0
votes

I'm trying to train a model. I have almost 150 classes and I'm using ImageDataGenerator to augment my dataset. I'm also using model checkpoints and csvlogger to save the weights. It gives me an error at a certain point in the first epoch when I start my training. The images I'm using are grayscale images if that helps.

here is my code:

batch_size = 2000
epochs = 10

    # Augments dataset 10x
train_batches = ImageDataGenerator(preprocessing_function=preprocess_func, horizontal_flip=True, width_shift_range=0.1, height_shift_range=0.1, shear_range=0.2, zoom_range=0.2, fill_mode='nearest') \
    .flow_from_directory(directory=train_path, target_size=image_size, classes=dataset_classes, batch_size=5, color_mode='grayscale')
valid_batches = ImageDataGenerator(preprocessing_function=preprocess_func, horizontal_flip=True, width_shift_range=0.15, height_shift_range=0.1, shear_range=0.2, zoom_range=0.2, fill_mode='nearest') \
    .flow_from_directory(directory=valid_path, target_size=image_size, classes=dataset_classes, batch_size=5, color_mode='grayscale')
test_batches = ImageDataGenerator(preprocessing_function=preprocess_func, horizontal_flip=True, width_shift_range=0.15, height_shift_range=0.1, shear_range=0.2, zoom_range=0.2, fill_mode='nearest') \
    .flow_from_directory(directory=test_path, target_size=image_size, classes=dataset_classes, batch_size=5, color_mode='grayscale')

here is my callback:

    from keras.callbacks import ModelCheckpoint, CSVLogger

checkpoint_path = "/content/drive/MyDrive/Colab Notebooks/Datasets/Experiment/weights_improvements-epoch:{epoch:02d}-val_accuracy:{val_accuracy:.2f}.hdf5"
checkpoint_dir = os.path.dirname(checkpoint_path)

# Create a callback that saves the model's weights
cp_callback = ModelCheckpoint(checkpoint_path,
                              verbose=1,
                              monitor='val_accuracy',
                              mode='max',
                              save_best_only=True,
                              save_weights_only=True)

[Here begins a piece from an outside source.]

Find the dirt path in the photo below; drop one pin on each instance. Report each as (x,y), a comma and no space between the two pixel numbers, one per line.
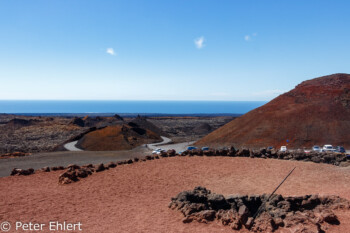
(71,146)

log_folder = '/content/drive/MyDrive/Colab Notebooks/Datasets/Experiment'
log_path = os.path.join(log_folder, 'FSLR_logs.csv')
log_csv = CSVLogger(log_path, separator=',', append=False)

callback_list = [cp_callback, log_csv]

Fitting the model:

# Compile the layers into one model and create a connection
model.compile(loss='categorical_crossentropy', optimizer=keras.optimizers.Adam(), metrics=['accuracy'])

# Train the model with the new callback
history = model.fit(x=train_batches,
                    validation_data=valid_batches,
                    batch_size=batch_size,
                    epochs=epochs,
                    callbacks=callback_list)

The error I'm receiving is this:

Epoch 1/10 3428/4128 [=======================>......] - ETA: 26:10 - loss: 4.8299 - accuracy: 0.0078 --------------------------------------------------------------------------- UnknownError Traceback (most recent call last) in () 4 batch_size=batch_size, 5 epochs=epochs, ----> 6 callbacks=callback_list)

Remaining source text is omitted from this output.